Here are some tips for adapting open enrollment information for all types of learners:
1. Visual Learners
Visual learners learn best by seeing, preferring charts, graphs, illustrations, and diagrams to written information. Be sure to feature these visual elements extensively throughout your benefits guide, emails, and other messaging.
An eye-catching interactive Digital Postcard may also grab visual learners’ attention, as will appealingly animated explainer videos.
2. Aural Learners
Aural learners absorb information through discussions, lectures, and recordings. They are your primary audience for in-person or virtual Q&A sessions during open enrollment. You might even try recording an open enrollment podcast and making it available on a mobile platform so that aural learners can listen to it during their commutes.
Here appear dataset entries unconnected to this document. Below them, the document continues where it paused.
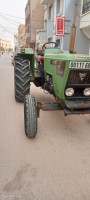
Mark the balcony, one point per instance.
(41, 36)
(86, 7)
(45, 1)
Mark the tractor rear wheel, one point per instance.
(30, 116)
(21, 78)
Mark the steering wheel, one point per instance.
(45, 45)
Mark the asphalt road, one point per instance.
(53, 166)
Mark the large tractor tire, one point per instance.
(30, 116)
(21, 78)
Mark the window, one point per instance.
(50, 15)
(86, 6)
(58, 7)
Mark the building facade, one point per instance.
(5, 45)
(21, 35)
(34, 19)
(15, 41)
(66, 8)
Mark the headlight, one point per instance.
(69, 92)
(87, 92)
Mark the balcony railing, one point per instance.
(86, 8)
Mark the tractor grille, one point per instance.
(79, 77)
(78, 80)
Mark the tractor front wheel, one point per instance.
(30, 116)
(21, 78)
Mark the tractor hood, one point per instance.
(65, 55)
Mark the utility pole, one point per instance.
(73, 29)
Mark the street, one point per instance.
(53, 166)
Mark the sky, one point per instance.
(9, 25)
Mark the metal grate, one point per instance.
(79, 77)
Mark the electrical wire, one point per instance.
(6, 30)
(11, 15)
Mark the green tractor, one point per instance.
(64, 75)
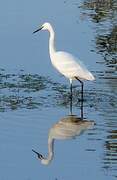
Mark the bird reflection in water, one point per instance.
(67, 128)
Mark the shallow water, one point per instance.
(34, 98)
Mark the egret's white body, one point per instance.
(64, 62)
(67, 128)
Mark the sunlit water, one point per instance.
(34, 98)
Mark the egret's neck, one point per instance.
(52, 42)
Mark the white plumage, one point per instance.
(65, 62)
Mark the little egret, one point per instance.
(66, 63)
(67, 128)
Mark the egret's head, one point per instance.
(41, 158)
(45, 26)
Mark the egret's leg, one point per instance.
(82, 98)
(71, 96)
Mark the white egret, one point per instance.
(66, 63)
(67, 128)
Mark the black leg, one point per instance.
(82, 98)
(71, 98)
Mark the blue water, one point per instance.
(33, 96)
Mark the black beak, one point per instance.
(38, 29)
(38, 154)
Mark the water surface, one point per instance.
(34, 97)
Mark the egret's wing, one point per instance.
(69, 66)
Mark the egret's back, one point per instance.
(69, 66)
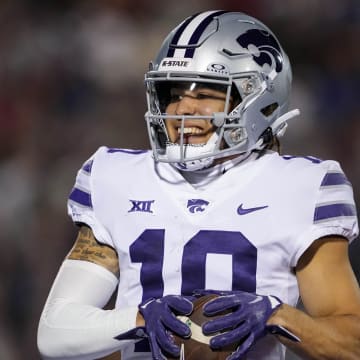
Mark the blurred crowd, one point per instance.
(71, 79)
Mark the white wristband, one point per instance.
(73, 324)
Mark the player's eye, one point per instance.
(209, 96)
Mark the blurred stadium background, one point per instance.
(72, 79)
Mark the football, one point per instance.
(197, 347)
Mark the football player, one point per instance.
(212, 208)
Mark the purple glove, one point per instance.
(245, 324)
(160, 316)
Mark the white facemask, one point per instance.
(190, 151)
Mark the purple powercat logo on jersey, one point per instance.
(243, 211)
(197, 205)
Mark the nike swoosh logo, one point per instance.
(243, 211)
(257, 299)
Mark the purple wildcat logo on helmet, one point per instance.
(268, 49)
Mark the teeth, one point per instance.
(190, 130)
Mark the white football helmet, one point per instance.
(237, 54)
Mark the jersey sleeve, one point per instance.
(334, 210)
(80, 204)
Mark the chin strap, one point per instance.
(280, 124)
(278, 128)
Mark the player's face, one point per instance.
(193, 99)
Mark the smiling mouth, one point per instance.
(191, 131)
(192, 135)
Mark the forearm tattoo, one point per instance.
(87, 248)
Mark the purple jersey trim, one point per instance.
(324, 212)
(335, 179)
(126, 151)
(81, 197)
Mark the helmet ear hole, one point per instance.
(269, 110)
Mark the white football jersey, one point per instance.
(245, 230)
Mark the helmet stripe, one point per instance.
(199, 31)
(177, 35)
(190, 32)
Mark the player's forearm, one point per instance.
(333, 337)
(73, 324)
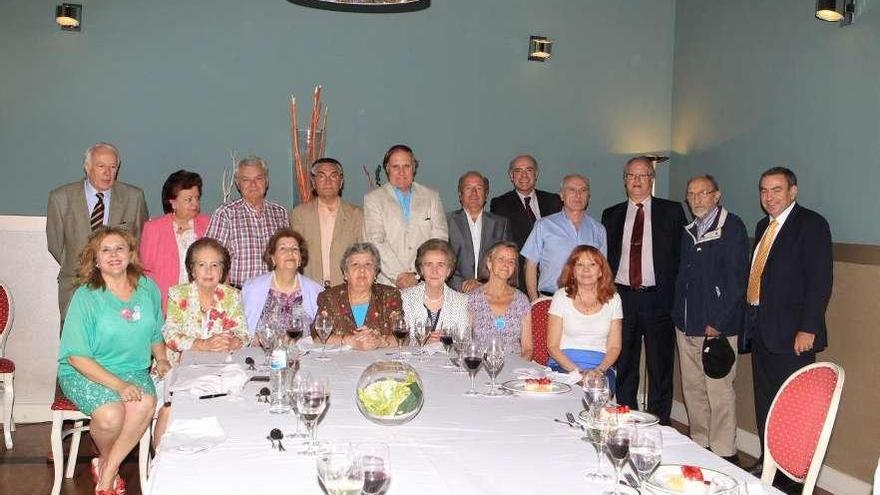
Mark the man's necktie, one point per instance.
(753, 293)
(97, 219)
(529, 211)
(635, 248)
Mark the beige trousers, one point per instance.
(710, 403)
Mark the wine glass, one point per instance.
(597, 393)
(311, 400)
(400, 330)
(597, 427)
(294, 329)
(645, 451)
(493, 362)
(323, 327)
(617, 443)
(420, 334)
(376, 464)
(266, 338)
(294, 388)
(460, 339)
(472, 358)
(447, 334)
(339, 469)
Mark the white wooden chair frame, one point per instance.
(770, 464)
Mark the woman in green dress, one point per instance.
(112, 330)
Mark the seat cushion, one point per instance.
(63, 404)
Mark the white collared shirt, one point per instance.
(779, 220)
(648, 278)
(476, 227)
(533, 204)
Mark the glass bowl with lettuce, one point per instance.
(390, 393)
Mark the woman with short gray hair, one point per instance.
(362, 310)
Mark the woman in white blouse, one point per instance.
(586, 317)
(431, 300)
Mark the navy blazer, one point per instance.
(509, 205)
(667, 220)
(796, 282)
(712, 277)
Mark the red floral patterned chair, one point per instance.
(7, 366)
(539, 329)
(800, 422)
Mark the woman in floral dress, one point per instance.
(497, 307)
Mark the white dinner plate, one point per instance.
(519, 387)
(637, 418)
(667, 480)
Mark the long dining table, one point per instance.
(456, 444)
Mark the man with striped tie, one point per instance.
(78, 208)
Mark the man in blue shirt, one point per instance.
(555, 236)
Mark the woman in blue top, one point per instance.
(112, 330)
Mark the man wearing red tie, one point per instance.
(644, 246)
(789, 288)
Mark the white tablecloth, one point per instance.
(456, 444)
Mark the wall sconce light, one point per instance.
(68, 16)
(540, 48)
(842, 11)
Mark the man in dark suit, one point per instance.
(644, 247)
(473, 231)
(789, 288)
(524, 204)
(78, 208)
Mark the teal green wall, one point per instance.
(185, 83)
(761, 83)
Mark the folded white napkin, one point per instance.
(193, 435)
(316, 347)
(211, 380)
(433, 348)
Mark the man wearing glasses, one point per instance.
(328, 222)
(524, 204)
(644, 245)
(709, 295)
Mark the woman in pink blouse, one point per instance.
(165, 239)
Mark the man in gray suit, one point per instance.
(473, 231)
(78, 208)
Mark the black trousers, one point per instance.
(644, 318)
(769, 371)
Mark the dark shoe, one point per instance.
(757, 469)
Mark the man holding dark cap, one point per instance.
(708, 314)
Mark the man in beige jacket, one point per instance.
(400, 216)
(328, 223)
(78, 208)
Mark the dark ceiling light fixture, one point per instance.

(And don’t forget: Video isn’t just visual. It’s also an auditory medium.)
3. Reading Learners
Employees who prefer written material do not typically lack for educational resources during open enrollment. Benefits guides, emails, and plan documents abound.
But you can still help boost comprehension for reading learners by formatting content for easy scannability (as described above), using adaptive web design to optimize content for mobile consumption, and ensuring videos include text along with their sound and imagery.
4. Kinesthetic Learners
Kinesthetic learners learn by doing, which means they need to see how their open enrollment decisions will play out in the real world. You can help them translate benefits information to practical outcomes using a decision-support tool that accurately forecasts their healthcare needs and provides personalized plan recommendations.
Testimonials and real-world scenarios can also help your dry benefits guide come to life for kinesthetic learners.
5. Multimodal Learners
As the phrase implies, multimodal learners like a little bit of everything. In theory, all the educational tips shared in this article apply to multimodal learners. You can help them access this grab bag of resources by consolidating all your open enrollment information within a 24/7 online portal or microsite.
Multimodal learners may respond exceptionally well to educational videos. After all, videos often contain elements that appeal to all learning styles.
The Scientific Method (for Open Enrollment)
In this guide, we’ve drawn from the latest research in cognitive science, behavioral economics, and educational theory to propose three science-based approaches to your open enrollment communications strategy.
As you apply these tips, don’t forget that science is all about experimentation. Science is systematic. It involves trying new things, monitoring the results, adjusting, and repeating.
You may not get the improvements you expect immediately, but keep at it. You’ll eventually discover which science-based strategies speak to your unique employee population, and when that happens—“Eureka!”